10: Provenance
Walter Nelson-Rees is driving away from Oakland, toward the East Bay hills and Orinda. Although the passenger has requested no tour, he is from out of town and Nelson-Rees cannot resist. "This street we're on was the old Broadway of Oakland. That's old Tunnel Road over there. The freeway on our left was built with all the fill they dug out of the hill up ahead to make the Caldecott Tunnel. On the right here is a new sports complex, a recreation area I guess you'd call it, that is in the process of being constructed .... "
He turns the car back in the direction of Oakland and heads downtown.
"This church over here on Castro Street used to sit one block that way on Brush Street. They actually lifted the entire thing and moved it for the freeway."
The visitor begins to speak, but -- "Originally, I think it was Greek Orthodox. Then some kind of congregational church, and then a synagogue. I believe it's Methodist at the present time. Though I'm not sure of that .... "
The man's incredible, thinks Nelson-Rees's prisoner, he even spells out what he doesn't know.
"These are all original little Victorian houses. Bret Harte lived and worked in this area. He had a place with his stepfather here on Fifth and Clay, his stepfather who was the model for the character of Colonel Starbottle in his short story "The Romance of Madrono Hollow." Do you know Bret Harte, the writer?"
The passenger hesitates, then nods, wondering whether a nod will bring momentary relief or only encourage his captor.
But it makes no difference. Nothing can stop Nelson- Rees now. He is free associating in high gear, interrupting himself at every turn, improvising around the one tune his brain is always humming: Origins. Histories. Where things came from and what they used to be.
It wasn't just buildings and roadways. He read postmarks, for instance, as if they were clues to buried treasure. If a letter arrived in his office without one, he would take out his red felt tip pen, circle the stamp boldly, and write "NO CANCELLATION!" across the envelope before filing it away. It really bothered him not to know where and when the thing had been mailed.
On napkin strips and pages tom from scientific journals, he often wrote up little summaries of conversations he'd had. Some of his notes of telephone calls even specified that he'd been called collect. These along with letters, telegrams, memos, conference agendas, lab notes, articles, and scrawled copies of questions he had asked speakers at certain meetings -- as well as the speakers' replies -- all of these were stuffed into thick, black notebooks that filled the bookshelves in his office. As one of Nelson-Rees's close friends once explained, "When Walter says something to anybody, he's got a piece of paper with his name on it, with the date, and what was said. It's there. You can criticize it. You can impugn it. You can say it's a lie. But it's there."

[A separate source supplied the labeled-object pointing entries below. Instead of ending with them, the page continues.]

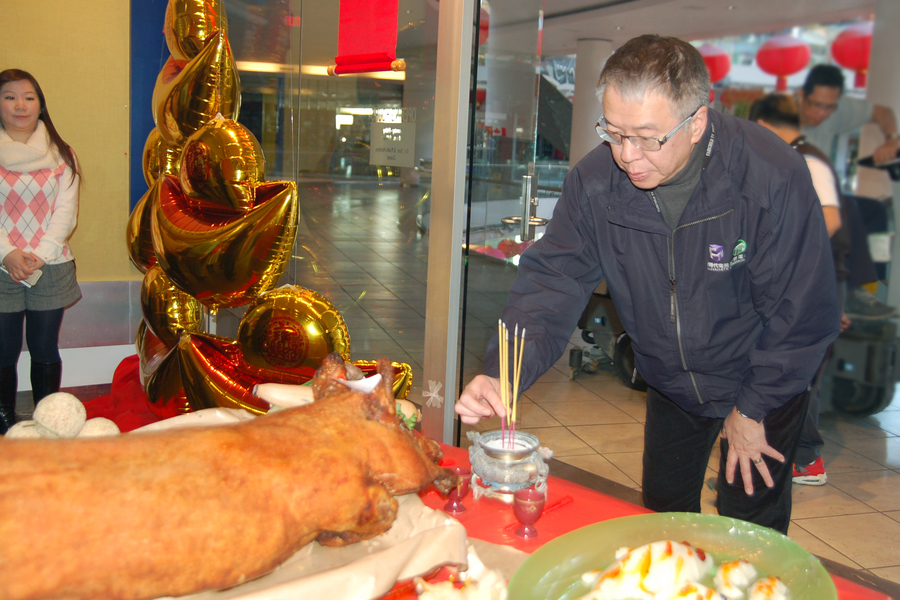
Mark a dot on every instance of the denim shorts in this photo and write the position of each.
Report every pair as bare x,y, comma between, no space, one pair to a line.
57,288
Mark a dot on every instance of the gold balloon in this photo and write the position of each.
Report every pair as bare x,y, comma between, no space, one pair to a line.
167,310
215,375
222,162
138,235
402,376
223,257
165,391
208,85
160,157
151,350
292,329
190,23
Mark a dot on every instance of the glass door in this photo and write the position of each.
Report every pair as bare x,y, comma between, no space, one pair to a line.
504,200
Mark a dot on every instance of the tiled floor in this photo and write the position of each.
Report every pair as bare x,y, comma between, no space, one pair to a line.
362,250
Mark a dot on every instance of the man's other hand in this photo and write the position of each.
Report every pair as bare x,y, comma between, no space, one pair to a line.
480,400
746,447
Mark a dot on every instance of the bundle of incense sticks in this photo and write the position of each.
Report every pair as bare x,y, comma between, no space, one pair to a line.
510,405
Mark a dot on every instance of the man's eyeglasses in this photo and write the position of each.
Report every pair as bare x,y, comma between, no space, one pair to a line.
646,144
821,105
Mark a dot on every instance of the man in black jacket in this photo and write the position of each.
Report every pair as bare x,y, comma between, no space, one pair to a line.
712,242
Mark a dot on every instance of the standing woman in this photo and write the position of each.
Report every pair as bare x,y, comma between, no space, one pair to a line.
39,185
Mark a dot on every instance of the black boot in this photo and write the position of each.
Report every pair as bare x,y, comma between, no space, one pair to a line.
9,383
45,379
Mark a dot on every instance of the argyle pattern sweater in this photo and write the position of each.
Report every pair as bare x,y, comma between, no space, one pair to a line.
38,198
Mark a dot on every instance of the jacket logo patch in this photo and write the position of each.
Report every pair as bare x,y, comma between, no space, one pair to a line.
739,254
717,256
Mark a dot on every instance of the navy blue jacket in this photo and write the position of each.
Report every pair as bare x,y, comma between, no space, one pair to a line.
735,306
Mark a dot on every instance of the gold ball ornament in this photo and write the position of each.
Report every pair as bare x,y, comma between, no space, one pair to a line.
168,310
222,162
159,158
292,329
190,23
222,257
185,100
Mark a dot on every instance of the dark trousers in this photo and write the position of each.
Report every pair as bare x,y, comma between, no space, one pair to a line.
677,446
41,331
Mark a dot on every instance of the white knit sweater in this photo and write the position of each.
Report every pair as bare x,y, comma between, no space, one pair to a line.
38,198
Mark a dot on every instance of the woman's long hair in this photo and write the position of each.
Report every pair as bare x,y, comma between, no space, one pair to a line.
65,151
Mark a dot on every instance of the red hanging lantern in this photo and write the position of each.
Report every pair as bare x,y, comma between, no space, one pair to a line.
781,56
851,49
718,63
484,25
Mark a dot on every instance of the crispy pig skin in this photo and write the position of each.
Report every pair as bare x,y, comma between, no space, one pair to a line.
170,513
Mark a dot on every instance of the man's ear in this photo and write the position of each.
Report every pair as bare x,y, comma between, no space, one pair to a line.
698,124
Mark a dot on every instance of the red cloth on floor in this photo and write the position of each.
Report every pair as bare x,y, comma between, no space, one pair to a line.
126,405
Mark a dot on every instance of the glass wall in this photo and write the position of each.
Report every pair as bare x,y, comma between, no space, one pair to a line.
363,234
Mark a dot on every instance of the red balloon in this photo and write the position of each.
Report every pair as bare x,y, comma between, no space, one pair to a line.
781,56
851,49
718,63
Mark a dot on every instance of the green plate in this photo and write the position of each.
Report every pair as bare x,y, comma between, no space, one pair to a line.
554,571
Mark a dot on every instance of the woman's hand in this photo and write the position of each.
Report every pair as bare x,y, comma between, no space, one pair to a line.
21,265
480,400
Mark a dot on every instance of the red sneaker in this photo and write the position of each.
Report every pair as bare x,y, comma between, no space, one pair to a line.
812,474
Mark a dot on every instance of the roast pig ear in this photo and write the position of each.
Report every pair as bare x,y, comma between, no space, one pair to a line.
323,382
380,404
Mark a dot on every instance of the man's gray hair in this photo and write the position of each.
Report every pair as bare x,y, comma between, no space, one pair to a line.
653,63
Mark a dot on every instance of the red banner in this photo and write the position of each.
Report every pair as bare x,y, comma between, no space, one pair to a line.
367,38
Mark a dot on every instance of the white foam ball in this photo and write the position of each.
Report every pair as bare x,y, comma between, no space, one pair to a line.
59,415
99,427
23,430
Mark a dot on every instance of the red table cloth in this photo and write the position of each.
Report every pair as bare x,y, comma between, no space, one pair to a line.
568,506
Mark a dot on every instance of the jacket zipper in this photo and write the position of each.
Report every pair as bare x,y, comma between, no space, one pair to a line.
675,316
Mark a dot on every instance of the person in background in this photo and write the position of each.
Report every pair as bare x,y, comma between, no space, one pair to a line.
778,113
711,238
39,185
826,113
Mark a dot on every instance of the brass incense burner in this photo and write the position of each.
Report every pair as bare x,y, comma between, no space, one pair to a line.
500,468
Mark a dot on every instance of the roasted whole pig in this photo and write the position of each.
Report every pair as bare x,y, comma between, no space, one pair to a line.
165,514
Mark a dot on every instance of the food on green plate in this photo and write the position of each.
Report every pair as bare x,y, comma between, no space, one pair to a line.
668,570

It was the same with his interest in art. Provenance is the term for a painting's history, and until he knew the provenance in full detail, Nelson-Rees felt he couldn't appreciate the work. When was it painted, where was the artist working at the time, who were his teachers, was it ever exhibited? It was probably under the force of this compulsion in 1953 that he had changed his very name, from Rees to Nelson-Rees, thereby specifying both parents, his own provenance. And so it was with cell cultures. If you didn't know everything about the cell line you were experimenting on, especially its true identity, then you didn't know anything.
So it was probably inevitable that Nelson-Rees would publish a second list of HeLa casualties. As it turned out, though, there were other good reasons.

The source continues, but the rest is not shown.